Specialist Spirit Levels
- Line levels; also called a String Level, these are a single vial with a hook so it can be hung on a string. They are for levelling across long distances, and this was a method that was used before laser levels were invented. Using a taught string tied between two points (so that there is no sag in the line), when the ends of the line are moved so that the bubble is in the middle of the guide lines, then the two ends (and all the line) are at the same level. The Line Level can be hung at either end of the line, whichever is more convenient, so long as the line is tight. They are ideal for getting a level for laying paving stones or for levelling ground
- Cross check levels; Also known as 2D Levels or Right Angle Levels these are pocket sized levels with two vials at right angles to each other so that you can check the level in two planes at once
- Circular levels; These are sometimes known as surface levels as they are useful for ensuring that a surface is level. They are most commonly found on devices that need to be levelled, such as a tripod for an instrument or camera
- Post levels; This is a specialist level that is designed specifically for making sure that posts are plumb in all directions. The wrap around two sides of a post to measure the level in both horizontal planes. Most will have a third vial so that they can be used to ensure that horizontal rails, joists or other timbers, etc will be level.

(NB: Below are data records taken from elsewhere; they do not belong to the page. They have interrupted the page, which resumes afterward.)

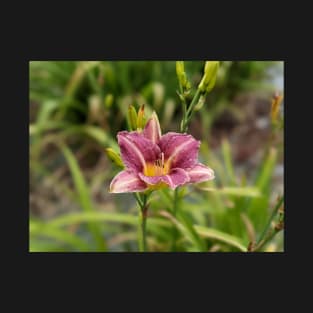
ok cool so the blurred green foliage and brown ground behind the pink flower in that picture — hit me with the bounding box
[29,61,284,252]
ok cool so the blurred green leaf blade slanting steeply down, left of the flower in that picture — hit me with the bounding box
[61,144,106,251]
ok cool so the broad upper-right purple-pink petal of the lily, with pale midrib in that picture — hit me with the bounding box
[158,132,200,169]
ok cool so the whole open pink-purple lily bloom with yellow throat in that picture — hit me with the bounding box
[110,112,214,193]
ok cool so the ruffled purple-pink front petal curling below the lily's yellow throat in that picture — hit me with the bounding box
[138,168,189,189]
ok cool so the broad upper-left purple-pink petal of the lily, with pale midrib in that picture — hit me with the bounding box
[117,131,161,172]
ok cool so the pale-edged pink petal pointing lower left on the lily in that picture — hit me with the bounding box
[110,170,147,193]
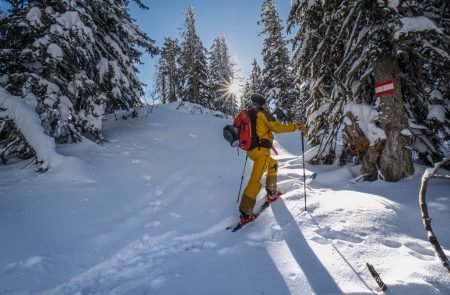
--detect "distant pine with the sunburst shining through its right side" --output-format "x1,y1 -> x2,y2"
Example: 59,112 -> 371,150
208,34 -> 237,115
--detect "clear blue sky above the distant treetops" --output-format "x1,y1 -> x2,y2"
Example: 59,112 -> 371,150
131,0 -> 290,91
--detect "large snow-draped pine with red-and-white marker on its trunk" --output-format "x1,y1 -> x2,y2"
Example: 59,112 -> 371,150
288,1 -> 449,180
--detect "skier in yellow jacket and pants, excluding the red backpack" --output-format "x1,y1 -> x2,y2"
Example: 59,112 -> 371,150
239,93 -> 306,224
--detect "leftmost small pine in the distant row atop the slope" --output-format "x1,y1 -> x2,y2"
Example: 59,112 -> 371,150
156,38 -> 181,103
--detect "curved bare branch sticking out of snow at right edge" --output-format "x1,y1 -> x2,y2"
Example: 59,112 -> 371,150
419,158 -> 450,274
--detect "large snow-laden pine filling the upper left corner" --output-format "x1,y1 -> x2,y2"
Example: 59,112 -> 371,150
0,0 -> 98,150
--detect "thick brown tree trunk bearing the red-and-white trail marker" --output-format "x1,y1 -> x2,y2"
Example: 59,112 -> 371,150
373,56 -> 414,181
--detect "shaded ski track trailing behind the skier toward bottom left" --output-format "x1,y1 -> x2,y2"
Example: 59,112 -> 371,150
45,221 -> 227,294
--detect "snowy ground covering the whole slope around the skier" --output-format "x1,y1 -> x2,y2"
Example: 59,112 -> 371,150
0,104 -> 450,295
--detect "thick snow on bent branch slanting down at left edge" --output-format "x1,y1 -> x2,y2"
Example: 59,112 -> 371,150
0,87 -> 63,171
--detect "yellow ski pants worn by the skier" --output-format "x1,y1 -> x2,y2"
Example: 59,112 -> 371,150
239,147 -> 278,215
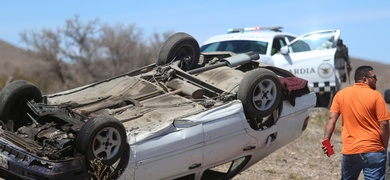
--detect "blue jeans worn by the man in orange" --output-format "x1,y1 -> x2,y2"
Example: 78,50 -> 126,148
341,149 -> 386,180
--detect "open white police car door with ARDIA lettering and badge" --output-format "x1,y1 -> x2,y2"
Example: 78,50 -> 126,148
272,29 -> 340,93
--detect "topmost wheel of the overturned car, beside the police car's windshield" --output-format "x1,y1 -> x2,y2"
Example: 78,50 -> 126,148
157,33 -> 200,71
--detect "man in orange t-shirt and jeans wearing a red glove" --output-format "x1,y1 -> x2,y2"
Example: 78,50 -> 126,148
322,66 -> 390,180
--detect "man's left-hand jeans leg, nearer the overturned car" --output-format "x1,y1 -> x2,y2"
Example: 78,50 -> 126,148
341,154 -> 363,180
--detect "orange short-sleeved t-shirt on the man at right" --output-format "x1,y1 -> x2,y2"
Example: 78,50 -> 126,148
330,83 -> 390,154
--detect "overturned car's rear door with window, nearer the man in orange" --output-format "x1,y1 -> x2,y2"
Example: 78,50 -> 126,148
201,101 -> 257,179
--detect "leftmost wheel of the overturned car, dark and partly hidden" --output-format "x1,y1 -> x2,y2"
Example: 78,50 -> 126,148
0,80 -> 42,131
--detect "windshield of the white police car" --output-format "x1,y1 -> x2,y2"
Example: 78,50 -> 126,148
200,40 -> 268,54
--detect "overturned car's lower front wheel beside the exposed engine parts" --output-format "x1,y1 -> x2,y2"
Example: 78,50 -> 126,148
76,116 -> 127,166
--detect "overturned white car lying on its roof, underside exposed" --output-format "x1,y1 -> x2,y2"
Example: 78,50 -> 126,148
0,33 -> 316,179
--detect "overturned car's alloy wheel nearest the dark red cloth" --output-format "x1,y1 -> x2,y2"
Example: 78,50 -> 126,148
237,69 -> 282,118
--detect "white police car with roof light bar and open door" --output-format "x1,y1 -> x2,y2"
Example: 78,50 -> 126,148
201,26 -> 341,107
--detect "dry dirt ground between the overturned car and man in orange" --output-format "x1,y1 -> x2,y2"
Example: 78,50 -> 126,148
233,108 -> 363,180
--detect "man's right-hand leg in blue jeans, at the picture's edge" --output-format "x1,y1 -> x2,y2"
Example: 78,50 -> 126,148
362,150 -> 386,180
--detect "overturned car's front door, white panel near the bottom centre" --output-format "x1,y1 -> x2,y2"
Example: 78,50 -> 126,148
133,124 -> 204,179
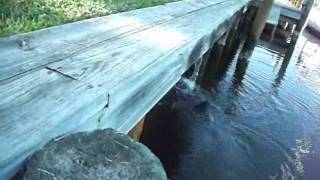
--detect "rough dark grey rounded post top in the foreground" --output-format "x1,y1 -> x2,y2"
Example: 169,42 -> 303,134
23,129 -> 166,180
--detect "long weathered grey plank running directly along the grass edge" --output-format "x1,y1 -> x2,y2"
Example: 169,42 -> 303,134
0,0 -> 228,81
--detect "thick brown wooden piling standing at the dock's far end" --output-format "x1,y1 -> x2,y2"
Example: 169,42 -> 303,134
250,0 -> 274,40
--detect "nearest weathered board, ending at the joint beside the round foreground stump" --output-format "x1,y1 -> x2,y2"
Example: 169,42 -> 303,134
0,69 -> 108,179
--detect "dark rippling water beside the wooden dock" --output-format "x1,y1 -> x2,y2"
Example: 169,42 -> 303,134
141,32 -> 320,180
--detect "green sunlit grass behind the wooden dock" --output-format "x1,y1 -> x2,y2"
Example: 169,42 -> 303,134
0,0 -> 176,36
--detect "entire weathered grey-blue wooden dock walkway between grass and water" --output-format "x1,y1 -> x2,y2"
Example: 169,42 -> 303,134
0,0 -> 251,179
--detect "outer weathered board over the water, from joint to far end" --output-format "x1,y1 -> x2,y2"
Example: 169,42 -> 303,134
49,1 -> 245,132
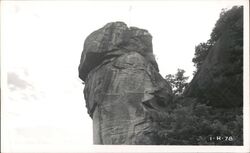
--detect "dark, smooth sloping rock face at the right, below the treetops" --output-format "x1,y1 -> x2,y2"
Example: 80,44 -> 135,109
184,10 -> 243,108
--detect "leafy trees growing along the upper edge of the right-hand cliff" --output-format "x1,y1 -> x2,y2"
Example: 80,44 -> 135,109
192,6 -> 243,74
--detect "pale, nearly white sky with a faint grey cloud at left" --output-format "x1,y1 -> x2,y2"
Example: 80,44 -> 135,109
1,0 -> 246,151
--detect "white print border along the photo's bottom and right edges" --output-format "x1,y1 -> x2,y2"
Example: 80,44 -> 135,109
1,0 -> 250,152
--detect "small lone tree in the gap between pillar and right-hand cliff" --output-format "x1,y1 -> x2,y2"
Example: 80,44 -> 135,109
165,69 -> 189,95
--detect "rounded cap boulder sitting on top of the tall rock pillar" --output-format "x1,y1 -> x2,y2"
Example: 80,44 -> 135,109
79,22 -> 158,81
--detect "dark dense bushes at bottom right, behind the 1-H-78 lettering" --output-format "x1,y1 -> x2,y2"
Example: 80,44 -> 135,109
152,98 -> 243,145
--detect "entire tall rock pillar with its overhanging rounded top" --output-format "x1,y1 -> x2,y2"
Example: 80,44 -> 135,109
79,22 -> 172,145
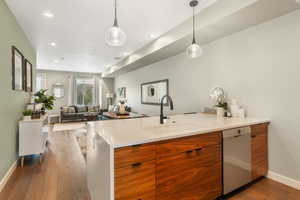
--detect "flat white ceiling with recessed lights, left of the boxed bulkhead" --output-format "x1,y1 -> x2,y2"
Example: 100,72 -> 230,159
6,0 -> 217,73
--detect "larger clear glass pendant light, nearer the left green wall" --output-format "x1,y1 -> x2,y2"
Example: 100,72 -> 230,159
105,0 -> 126,47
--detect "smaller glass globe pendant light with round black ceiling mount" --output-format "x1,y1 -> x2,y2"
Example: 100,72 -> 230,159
186,0 -> 203,58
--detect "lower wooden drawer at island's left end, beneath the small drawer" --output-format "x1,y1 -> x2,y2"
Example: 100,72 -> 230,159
115,161 -> 155,200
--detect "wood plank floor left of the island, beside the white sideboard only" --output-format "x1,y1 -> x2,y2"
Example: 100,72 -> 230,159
0,132 -> 90,200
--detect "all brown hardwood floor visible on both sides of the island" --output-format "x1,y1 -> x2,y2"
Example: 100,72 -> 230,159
0,129 -> 300,200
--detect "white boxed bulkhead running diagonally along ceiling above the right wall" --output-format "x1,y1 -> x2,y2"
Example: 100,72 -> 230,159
102,0 -> 300,77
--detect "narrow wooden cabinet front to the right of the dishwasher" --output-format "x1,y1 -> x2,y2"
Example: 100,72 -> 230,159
251,124 -> 268,180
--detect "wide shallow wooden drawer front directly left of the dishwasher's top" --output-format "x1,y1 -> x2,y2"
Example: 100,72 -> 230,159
156,132 -> 221,158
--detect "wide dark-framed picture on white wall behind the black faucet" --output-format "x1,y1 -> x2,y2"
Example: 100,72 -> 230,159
141,79 -> 169,105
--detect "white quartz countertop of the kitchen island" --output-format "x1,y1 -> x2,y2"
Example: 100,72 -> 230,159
89,113 -> 270,148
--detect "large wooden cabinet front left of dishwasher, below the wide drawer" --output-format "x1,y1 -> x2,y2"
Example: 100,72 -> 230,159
156,145 -> 222,200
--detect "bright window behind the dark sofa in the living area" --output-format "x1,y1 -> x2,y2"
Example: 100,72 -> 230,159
75,78 -> 95,106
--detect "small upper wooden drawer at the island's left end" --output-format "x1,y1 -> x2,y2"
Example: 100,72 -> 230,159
115,144 -> 155,168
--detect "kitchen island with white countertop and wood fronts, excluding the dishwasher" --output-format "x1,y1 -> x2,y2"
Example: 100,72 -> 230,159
87,114 -> 270,200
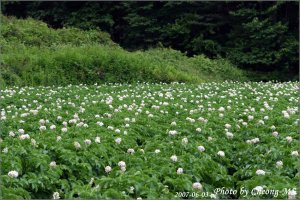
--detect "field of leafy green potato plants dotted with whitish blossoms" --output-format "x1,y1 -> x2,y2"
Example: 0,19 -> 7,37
0,82 -> 299,199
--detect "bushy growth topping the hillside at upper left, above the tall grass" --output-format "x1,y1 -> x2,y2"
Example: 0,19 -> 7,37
0,16 -> 116,52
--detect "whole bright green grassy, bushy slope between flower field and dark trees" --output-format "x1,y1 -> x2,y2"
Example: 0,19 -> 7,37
0,16 -> 247,86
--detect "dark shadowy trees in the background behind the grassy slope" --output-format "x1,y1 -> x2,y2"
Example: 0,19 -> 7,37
2,1 -> 299,73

- Angle levels; these are levels that are designed to be used as on angles from the horizontal. They have an adjustable vial so that you can set the desired angle
Home Made Levels
If you haven’t got a Spirit Level to hand or fancy making your own it is not actually that difficult. At the simplest you can put a marble or ball bearing on a flat surface and it will roll down any slope; when it does not roll away the surface is level.
Water always finds a level so you know that the surface of standing water will be level. You can use this fact to find a level using a glass of water.
Spirit Levels are a vital part of any toolkit but it is important to know how to use them and which type of level you should use. Hopefully this project has given you the confidence to get the right spirit levels for your needs.